Und apropos Riechen. Angewidert schnupperte Andreas und ekelte sich vor der Wolke aus blumigem Parfüm und Champagner, die über seinem Bett schwebte. So viel zu der Frage, ob er geträumt oder wirklich Besuch bekommen hatte.
Geister stanken nicht, als hätten sie sich ein Vollbad in Sekt gegönnt.
Er wollte erleichtert sein, als er zurück in seine Kissen sank. Aber er brachte es nicht über sich. Der Knoten in seinem Magen blieb bestehen und drückte auf seine Eingeweide. Zu anstrengend waren die letzten Tage gewesen.
Er machte sich Sorgen, er hatte Angst und da war noch etwas anderes. Etwas Größeres, etwas Mächtigeres.
Ja, Andreas war wütend, dass seine Mutter ihm diese Qualen zugemutet hatte. Dass sie es zugelassen hatte, dass er sich Sorgen um sie machen musste. Dass sie gehandelt hatte, ohne Rücksicht auf ihn zu nehmen. Von seinem Vater ganz zu schweigen.
Doch kaum, dass er diese Gedanken in sich hochsteigen ließ, schämte er sich. Wer war er schon, seiner Mutter Vorwürfe zu machen?
Kapitel 45
„Selten so gekotzt“, brummte Sascha sein von dunklen Bartstoppeln auf bleicher Haut geschmücktes Spiegelbild an.
Er sah wie eine Leiche aus. Schlimmer, als das bisschen Alkohol vom Vorabend rechtfertigte. Vielleicht war das Fleisch vom Grill verdorben gewesen. Oder vielleicht war es keine gute Idee gewesen, Bier, Glühwein, ekelhaft süßen Likör und Wodka durcheinanderzutrinken. Vom Kiffen ganz zu schweigen. Nur nicht daran denken.
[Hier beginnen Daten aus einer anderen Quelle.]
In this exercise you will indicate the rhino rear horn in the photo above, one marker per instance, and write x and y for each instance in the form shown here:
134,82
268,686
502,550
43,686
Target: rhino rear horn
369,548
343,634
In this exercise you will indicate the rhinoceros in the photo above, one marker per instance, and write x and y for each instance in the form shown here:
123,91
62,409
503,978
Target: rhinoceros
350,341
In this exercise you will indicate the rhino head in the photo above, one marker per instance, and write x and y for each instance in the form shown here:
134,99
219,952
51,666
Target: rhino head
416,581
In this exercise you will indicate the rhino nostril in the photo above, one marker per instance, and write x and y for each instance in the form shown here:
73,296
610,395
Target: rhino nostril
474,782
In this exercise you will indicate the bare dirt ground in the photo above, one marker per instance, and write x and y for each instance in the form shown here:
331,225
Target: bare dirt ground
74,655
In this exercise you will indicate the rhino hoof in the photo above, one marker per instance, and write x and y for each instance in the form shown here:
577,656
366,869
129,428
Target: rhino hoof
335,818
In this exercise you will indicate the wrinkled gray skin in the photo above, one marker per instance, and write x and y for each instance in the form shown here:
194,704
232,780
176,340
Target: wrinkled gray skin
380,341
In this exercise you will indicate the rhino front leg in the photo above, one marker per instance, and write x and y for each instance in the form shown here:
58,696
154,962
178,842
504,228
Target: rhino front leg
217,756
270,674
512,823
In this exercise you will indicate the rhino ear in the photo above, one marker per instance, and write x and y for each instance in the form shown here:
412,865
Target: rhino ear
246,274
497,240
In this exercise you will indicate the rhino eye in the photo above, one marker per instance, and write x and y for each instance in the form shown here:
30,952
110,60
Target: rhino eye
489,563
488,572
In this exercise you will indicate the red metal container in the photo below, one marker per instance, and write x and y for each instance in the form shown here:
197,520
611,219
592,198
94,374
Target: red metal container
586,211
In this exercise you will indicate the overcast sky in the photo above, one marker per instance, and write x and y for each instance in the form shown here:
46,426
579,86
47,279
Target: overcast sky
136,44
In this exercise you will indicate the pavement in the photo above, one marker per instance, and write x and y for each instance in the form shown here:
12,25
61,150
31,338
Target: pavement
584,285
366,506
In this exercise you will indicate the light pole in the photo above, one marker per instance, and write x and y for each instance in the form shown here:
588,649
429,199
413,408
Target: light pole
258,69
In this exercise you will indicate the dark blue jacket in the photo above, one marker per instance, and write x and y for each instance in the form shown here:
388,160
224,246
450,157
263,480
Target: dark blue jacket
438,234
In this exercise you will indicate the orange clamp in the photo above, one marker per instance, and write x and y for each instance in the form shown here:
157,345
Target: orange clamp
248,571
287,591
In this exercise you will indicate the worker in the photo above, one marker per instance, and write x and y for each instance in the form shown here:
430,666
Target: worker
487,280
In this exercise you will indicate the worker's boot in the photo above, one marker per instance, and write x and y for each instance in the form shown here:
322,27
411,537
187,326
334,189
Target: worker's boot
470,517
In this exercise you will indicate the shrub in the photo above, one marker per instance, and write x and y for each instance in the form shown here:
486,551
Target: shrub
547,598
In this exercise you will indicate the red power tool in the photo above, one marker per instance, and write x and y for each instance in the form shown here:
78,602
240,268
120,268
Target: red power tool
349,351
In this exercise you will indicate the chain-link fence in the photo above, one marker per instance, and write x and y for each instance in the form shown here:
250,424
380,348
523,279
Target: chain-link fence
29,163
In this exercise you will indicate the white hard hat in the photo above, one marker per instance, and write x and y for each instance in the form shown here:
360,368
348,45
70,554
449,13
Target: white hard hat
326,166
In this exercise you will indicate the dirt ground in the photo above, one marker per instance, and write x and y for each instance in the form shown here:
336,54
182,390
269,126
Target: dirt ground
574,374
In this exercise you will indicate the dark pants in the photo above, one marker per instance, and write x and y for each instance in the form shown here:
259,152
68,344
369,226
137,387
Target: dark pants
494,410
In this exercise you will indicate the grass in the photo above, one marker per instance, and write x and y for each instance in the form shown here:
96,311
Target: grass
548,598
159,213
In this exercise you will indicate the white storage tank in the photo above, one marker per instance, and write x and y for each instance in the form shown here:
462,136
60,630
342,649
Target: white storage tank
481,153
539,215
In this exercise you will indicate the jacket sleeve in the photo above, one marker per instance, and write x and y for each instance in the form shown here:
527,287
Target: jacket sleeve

„Bah“, murrte er und befingerte eine Schwellung an seiner Nase, die sich anfühlte, als mache sie Anstalten, sich in naher Zukunft in einen fiesen Eiterpickel zu verwandeln.
Hinter seiner Stirn hämmerte es.
Das winterliche Mittagslicht, das ins Badezimmer fiel und auf fünf bunte Zahnbürsten traf, war zu grell für seine verquollenen Augen. Lustlos putzte Sascha sich die Zähne und ärgerte sich über seine Unfähigkeit, sich seine Zeit vernünftig einzuteilen.
Gut, für das Desaster am Freitag konnte er nichts. Auch nicht dafür, dass sein Besuch bei seinem Freund anders verlaufen war als geplant.
Der Samstag hingegen ... Hatte er wirklich mit Isa an der Alster herumlaufen müssen, bis es an der Zeit war, sich auf den Weg zu Erbses Party zu machen?
Es wäre besser gewesen, zwischendurch noch einmal nach Hause zu kommen und für drei oder vier Stunden etwas zu tun.
Jetzt war Sonntag Mittag, fast zwei Uhr, und Sascha hatte noch keinen Finger für das nahende Abitur krumm gemacht. Stattdessen hatte er bestialische Kopfschmerzen und wollte in faulem Nichtstun seinen Kater auskurieren, wusste jedoch, dass er es sich nicht leisten konnte, den restlichen Sonntag zu vergeuden.
Großartig. Und wann blieb ihm Zeit für Andreas? Gar nicht.
Apropos Andreas. Vage erinnerte Sascha sich daran, dass das Telefonat in der vergangenen Nacht abrupt geendet hatte. Sie waren überrascht worden. Von Richard von Winterfeld. Doch der hatte relativ gelassen reagiert. Oder? Nein, nicht gelassen. Merkwürdig.
Blinzelnd bearbeitete Sascha seine Schneidezähne und konzentrierte seine Aufmerksamkeit halb darauf, den vergorenen Melonen-Geschmack in seinem Mund loszuwerden und halb darauf, sich zu erinnern.
Chaotischer Abend, aber großartig. Abgesehen von der Sache mit Miriam vielleicht. Das war ihm unangenehm gewesen.
Und dann? Sie hatten telefoniert und er hatte mit dem Gedanken gespielt, von außen an der Winterfeld-Villa hochzukraxeln, um bei Andreas schlafen zu können. Gut, dass er es nicht versucht hatte.
Erstens hätte er sich vermutlich die Knochen gebrochen und zweitens war es schlimm genug, dass er sich am frühen Morgen neben das eigene Bett übergeben hatte.
Wie hieß es so schön?
„Auf dem eigenen Klo kotzt es sich am besten.“
Dumm nur, dass er es nicht bis ins Badezimmer geschafft hatte und somit morgens um sieben Uhr damit beschäftigt gewesen war, seine eigene Schweinerei zu entfernen.